23только Дух Святый по всем городам свидетельствует, говоря, что узы и скорби ждут меня.
24Canımı hiç önemsemiyorum, ona değer vermiyorum. Yeter ki yarışı bitireyim ve Rab İsadan aldığım görevi, Tanrının lütfunu bildiren Müjdeye tanıklık etme görevini tamamlayayım.
24Но я ни на что не взираю и не дорожу своею жизнью, только бы с радостью совершить поприще мое и служение, которое я принял от Господа Иисуса, проповедать Евангелие благодати Божией.
25‹‹Şimdi aralarında dolaşıp Tanrının Egemenliğini duyurduğum sizlerden hiçbirinin yüzümü bir daha görmeyeceğini biliyorum.
25И ныне, вот, я знаю, что уже не увидите лица моего все вы, между которыми ходил я, проповедуя Царствие Божие.
26Bu yüzden bugün size şunu açıkça söyleyeyim: Ben kimsenin uğrayacağı cezadan sorumlu değilim.
26Посему свидетельствую вам в нынешний день, что чистя от крови всех,
27Tanrının isteğini size tam olarak bildirmekten çekinmedim.
27ибо я не упускал возвещать вам всю волю Божию.
28Kendinize ve Kutsal Ruhun sizi gözetmen olarak görevlendirdiği bütün sürüye göz kulak olun. Rabbin kendi kanı pahasına sahip olduğu kiliseyi gütmek üzere atandınız.
28Итак внимайте себе и всему стаду, в котором Дух Святый поставил вас блюстителями, пасти Церковь Господа и Бога, которую Он приобрел Себе Кровию Своею.
29Ben gittikten sonra sürüyü esirgemeyen yırtıcı kurtların aranıza gireceğini biliyorum.
29Ибо я знаю, что, по отшествии моем, войдут к вам лютые волки, не щадящие стада;
30Hatta öğrencileri kendi peşlerinden sürüklemek için sizin aranızdan da sapık sözler söyleyen kişiler çıkacak.
30и из вас самих восстанут люди, которыебудут говорить превратно, дабы увлечь учеников за собою.
31Bunun için uyanık durun.
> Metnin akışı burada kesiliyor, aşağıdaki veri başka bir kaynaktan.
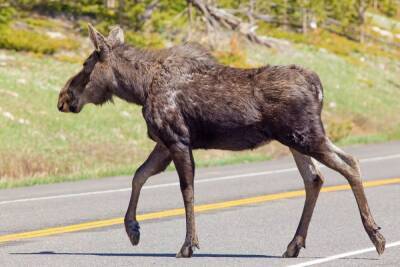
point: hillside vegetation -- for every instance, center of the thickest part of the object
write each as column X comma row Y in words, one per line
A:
column 44, row 42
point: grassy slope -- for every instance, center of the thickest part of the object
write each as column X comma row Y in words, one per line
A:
column 112, row 140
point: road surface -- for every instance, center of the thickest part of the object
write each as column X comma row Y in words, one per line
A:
column 246, row 215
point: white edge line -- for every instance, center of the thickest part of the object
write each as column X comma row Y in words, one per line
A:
column 342, row 255
column 207, row 180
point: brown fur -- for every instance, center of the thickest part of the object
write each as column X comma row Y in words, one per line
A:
column 190, row 101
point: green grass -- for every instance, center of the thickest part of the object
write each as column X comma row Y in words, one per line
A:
column 41, row 145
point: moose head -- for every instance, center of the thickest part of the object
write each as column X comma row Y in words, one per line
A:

Üç yıl boyunca, aralıksız, gece gündüz demeden, gözyaşı dökerek her birinizi nasıl uyardığımı hatırlayın.
31Посему бодрствуйте, памятуя, что я три года день и ночь непрестанно со слезами учил каждого из вас.
32‹‹Şimdi sizi Tanrıya ve Onun lütfunu bildiren söze emanet ediyorum. Bu söz, sizi ruhça geliştirecek ve kutsal kılınmış olan bütün insanlar arasında mirasa kavuşturacak güçtedir.
32И ныне предаю вас, братия, Богу и слову благодати Его, могущему назидать вас более и дать вам наследие со всеми освященными.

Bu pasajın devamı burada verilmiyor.